Monday, February 28, 2005

 

Another attack on Freedom to Connect

Cory Doctorow at BoingBoing points to this account, remarkably similar to my own experience, of how Canadian company Telus,
began blocking selected Internet connection to home computers. The blocking is invisible to most users, but all it takes is a cruise around message boards frequented by tech-savvy users–or a chat with a local geek–to know that Telus high-speed service isn’t what it used to be . . . Blocked ports include those used to listen for incoming email, FTP (file transfer), Telnet (remote login), and Internet Relay Chat client traffic, as well as incoming World Wide Web connections. Users can access other servers providing those services, but cannot provide them from their own computers. In other words, a Telus customer can be a client, but not a server.
*snip*
Incoming Internet connections are not the only ones being blocked. Telus customers who use an outgoing email server other than Telus’s–usually because they are using a different email provider–are also finding their connections blocked. According to Telus’s technical bulletins, this is done “to reduce the amount of spam created on our network which prevents service degradation and possible outages as well as to reduce the amount of spam you receive in your e-mail.”
*snip*
Telus customers who want to run servers at home have to upgrade to a business Internet package offering static Internet addresses. The cheapest of those packages is $84.95 per month, compared to the $29.95 that most residential users pay. The premium service does not, however, buy extra security—all it means is that the ports become unblocked.
BoingBoing correspondent "Simon" comments
. . . if home users upgrade to a business account (for $84.95 a month, rather than $29.95) the blocked ports magically become unstuck. There's no mention, however, of increased security measures in the upgraded business accounts. Interpret this how you like.
The best interpretation I can muster is, "a clumsy paternalistic kowtow in the general direction of network security that ensures that those who are motivated to attack the network pay their $50 while all of us end users who might have a newsletter or some other innocuous, maybe even innovative, but non-mainstream use for the network, are penalized."

Comments:
Telus was one of the first on the block port 25 bandwagon so it was inevitable they would go this route too. I've fought them for years with my work for community networks in rural BC (I can't even begin to describe the utter delight I had in telling a rather senior Telus management type to either put up or shut up a few years ago when I was handling an RFP for a local group and he was trying to intimidate me)and they are ruthlessly pursuing a strategy of give no quarter, take no prisoners, lock the customers in as much as possible.

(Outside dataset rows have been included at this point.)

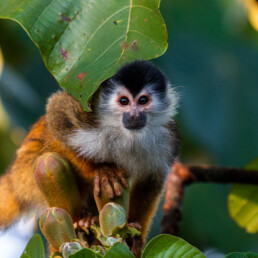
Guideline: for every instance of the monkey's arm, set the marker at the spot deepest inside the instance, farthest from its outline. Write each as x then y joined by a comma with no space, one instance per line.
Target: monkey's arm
18,192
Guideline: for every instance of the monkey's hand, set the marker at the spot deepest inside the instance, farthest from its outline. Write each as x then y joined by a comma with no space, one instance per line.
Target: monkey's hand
108,178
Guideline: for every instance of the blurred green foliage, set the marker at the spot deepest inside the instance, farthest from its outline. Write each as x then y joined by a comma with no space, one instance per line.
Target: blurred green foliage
212,59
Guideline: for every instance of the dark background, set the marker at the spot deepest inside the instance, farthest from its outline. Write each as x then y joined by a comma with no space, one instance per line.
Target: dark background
212,60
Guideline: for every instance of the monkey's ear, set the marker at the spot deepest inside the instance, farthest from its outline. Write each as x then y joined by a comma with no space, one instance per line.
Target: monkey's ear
65,115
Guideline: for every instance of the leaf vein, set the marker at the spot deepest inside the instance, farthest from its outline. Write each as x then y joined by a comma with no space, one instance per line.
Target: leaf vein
100,26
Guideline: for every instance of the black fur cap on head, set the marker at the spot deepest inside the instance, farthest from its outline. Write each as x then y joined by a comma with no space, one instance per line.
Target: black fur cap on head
135,76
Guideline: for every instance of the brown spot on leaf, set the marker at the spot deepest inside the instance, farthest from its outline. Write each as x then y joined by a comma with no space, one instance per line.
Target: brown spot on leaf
134,46
65,18
124,45
65,54
81,77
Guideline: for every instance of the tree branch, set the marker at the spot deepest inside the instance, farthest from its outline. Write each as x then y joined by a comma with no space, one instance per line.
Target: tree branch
182,175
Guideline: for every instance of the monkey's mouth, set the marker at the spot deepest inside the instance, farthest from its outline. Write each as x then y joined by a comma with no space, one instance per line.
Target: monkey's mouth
135,126
134,122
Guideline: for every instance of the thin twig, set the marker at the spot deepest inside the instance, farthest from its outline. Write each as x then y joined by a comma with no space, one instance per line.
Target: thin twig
182,175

If Telus is going this way then anyone connected to an ILEC (and probably the Cablecos as well) in North america had better be prepared for this to happen to then as well. They see the stupid network as their enemy and they will fight its arrival to their dying breath (may that come soon).
 
<--late to this party but pioneer in fighting port blockers...-->

The last mile is something that even tech editors don't seem to grasp. Read (http://www.computerworld.com/mobiletopics/mobile/story/0,10801,99853,00.html)
to see what Computerworld Sr. Editor Bob Mitchell has to say about muni WiMAX.

AFAIK, David I. is a proponent of muni WiMAX since it will tend to provide a near-agnostic last-mile for many people, assuming two things: a) the muni bids out the setup and infrastructure retaining all rights, much like hiring a road crew to patch Rt.80; and b) the muni allows anyone to hook into the last mile, and reap some licensing fees accordingly to (presumably) pay for (a).